- Born: 1952
- Died: 2 June 2020 (aged 67–68) South Sudan
- Citizenship: South Sudan
- Occupation: Politician
- Employer: South Sudan Government
- Organization(s): Ministry of Justice and Constitutional matters
- Political party: SPLM

= John Luk Jok =

South Sudanese politician (died 2020)

John Luk Jok (1952 – 2 June 2020) was a South Sudanese politician.

He was educated at the University of Khartoum from 1974 to 1977, where he earned a law degree. He later graduated from the London School of Economics in 1983.

Jok served as minister of justice from 10 July 2011 until 12 March 2020, when he was appointed minister of east African affairs.

Jok died in his home in Juba on 2 June 2020, aged 68 from COVID-19.

== Life ==
Jok was born c. 1952 in Akobo, Jonglei. He studied at the University of Khartoum and at the London School of Economics and Political Science (1974–1983), where he earned a Bachelor of Laws and a Masters in Economics.

He belonged to the Sudan People's Liberation Movement (SPLM). In 1983, he was appointed Deputy Spokesman of the SPLM/A in the UK and held the post until joining Riek Machar in August 1991. Then, in 1995, he separated from Machar and joined William Nyuon's faction.

He later returned to the SPLM/A and was one of John Garang's advisors during the Naivasha Agreement (CPA) negotiations. Following the Comprehensive Peace Agreement, he was appointed minister of youth and sport (2005–2008) and minister of petroleum, energy and mining (2008–2010).

In the 2010 elections, he was unable to prevail in Akobo West. Although he did not receive a seat in parliament, President Salva Kiir Mayardit appointed him Minister of Justice. He held this post until July 2013, when the president dissolved the government.

As minister of justice, he played a key role in drafting the constitution of South Sudan, which concentrated power in the hands of the president. After the civil war broke out in 2013, he was imprisoned and accused, along with nine others, of attempting to overthrow the country.

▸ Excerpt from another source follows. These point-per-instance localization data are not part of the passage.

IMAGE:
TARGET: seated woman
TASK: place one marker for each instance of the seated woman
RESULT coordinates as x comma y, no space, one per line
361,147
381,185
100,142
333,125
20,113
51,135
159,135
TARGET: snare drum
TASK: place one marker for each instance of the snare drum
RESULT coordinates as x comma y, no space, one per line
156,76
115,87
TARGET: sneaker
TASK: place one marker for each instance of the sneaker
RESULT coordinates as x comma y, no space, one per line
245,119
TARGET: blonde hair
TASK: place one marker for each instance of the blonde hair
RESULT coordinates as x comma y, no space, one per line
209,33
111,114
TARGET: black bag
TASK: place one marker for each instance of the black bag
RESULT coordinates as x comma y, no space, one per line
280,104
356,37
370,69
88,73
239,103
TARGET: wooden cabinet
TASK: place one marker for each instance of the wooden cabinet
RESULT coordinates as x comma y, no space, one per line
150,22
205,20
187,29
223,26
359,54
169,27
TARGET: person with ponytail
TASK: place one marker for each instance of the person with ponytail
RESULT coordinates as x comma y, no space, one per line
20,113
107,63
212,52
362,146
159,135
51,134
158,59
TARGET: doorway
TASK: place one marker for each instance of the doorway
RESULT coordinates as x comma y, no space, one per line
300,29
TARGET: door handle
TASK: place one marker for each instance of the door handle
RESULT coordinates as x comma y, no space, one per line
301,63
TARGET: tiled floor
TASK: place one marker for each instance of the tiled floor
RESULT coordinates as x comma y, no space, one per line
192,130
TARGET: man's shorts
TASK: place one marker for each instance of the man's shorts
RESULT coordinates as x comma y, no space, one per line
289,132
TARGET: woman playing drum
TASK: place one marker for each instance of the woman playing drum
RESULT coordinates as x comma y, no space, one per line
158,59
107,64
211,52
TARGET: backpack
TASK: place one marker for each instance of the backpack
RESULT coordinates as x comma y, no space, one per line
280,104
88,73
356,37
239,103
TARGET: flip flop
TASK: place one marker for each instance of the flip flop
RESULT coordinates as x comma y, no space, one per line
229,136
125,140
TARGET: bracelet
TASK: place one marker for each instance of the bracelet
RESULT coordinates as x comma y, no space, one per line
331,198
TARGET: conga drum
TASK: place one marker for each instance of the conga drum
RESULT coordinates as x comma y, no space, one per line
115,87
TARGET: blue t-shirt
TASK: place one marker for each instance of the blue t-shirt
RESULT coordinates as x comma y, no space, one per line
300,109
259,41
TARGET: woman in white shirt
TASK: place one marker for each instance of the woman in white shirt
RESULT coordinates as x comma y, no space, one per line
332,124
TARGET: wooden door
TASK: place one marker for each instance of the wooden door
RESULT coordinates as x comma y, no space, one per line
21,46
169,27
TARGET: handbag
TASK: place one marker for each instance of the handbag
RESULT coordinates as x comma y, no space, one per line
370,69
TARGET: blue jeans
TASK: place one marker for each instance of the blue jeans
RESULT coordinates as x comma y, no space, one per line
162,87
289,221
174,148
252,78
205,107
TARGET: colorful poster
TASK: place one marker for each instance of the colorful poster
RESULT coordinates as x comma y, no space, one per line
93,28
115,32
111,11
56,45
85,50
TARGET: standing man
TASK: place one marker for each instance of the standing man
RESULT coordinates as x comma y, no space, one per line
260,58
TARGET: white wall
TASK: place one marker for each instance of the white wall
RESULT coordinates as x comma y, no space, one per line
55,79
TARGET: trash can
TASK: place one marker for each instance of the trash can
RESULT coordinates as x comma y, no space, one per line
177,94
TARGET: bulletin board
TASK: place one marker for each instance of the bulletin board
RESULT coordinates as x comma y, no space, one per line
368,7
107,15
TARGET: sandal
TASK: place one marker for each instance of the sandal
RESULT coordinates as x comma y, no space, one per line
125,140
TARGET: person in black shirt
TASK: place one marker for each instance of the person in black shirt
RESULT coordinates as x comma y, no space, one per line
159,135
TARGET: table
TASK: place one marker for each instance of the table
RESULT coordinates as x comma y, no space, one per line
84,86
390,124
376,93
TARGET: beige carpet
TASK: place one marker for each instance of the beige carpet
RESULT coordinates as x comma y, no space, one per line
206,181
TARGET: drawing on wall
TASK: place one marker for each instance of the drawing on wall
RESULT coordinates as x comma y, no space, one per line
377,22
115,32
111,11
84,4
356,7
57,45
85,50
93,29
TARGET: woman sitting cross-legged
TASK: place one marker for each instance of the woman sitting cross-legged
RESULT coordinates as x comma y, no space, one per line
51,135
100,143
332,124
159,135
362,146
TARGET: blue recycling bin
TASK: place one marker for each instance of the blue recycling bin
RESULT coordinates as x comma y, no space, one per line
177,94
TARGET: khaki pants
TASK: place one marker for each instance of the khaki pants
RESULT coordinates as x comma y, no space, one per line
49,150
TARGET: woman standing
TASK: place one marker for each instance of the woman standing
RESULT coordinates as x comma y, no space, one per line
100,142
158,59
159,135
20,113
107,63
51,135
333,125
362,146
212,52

The charge was later dropped, and Jok was sent into exile in Kenya. Following a peace deal with the government, he was appointed Minister of Transport and then Minister of East African Affairs in the renewed Government of National Unity in March 2020, the Revitalized Transitional Government of National Unity (RTGoNU).

== Death ==
Jok died in his home in Juba, on June 2, 2020 at the age of 68. His nephew Deng Bol, told Radio Tamazuj that John Luk died at home after a heart attack. “Luk had also been ailing from high blood pressure and malaria. On Tuesday at around 3 am, his blood pressure went high.”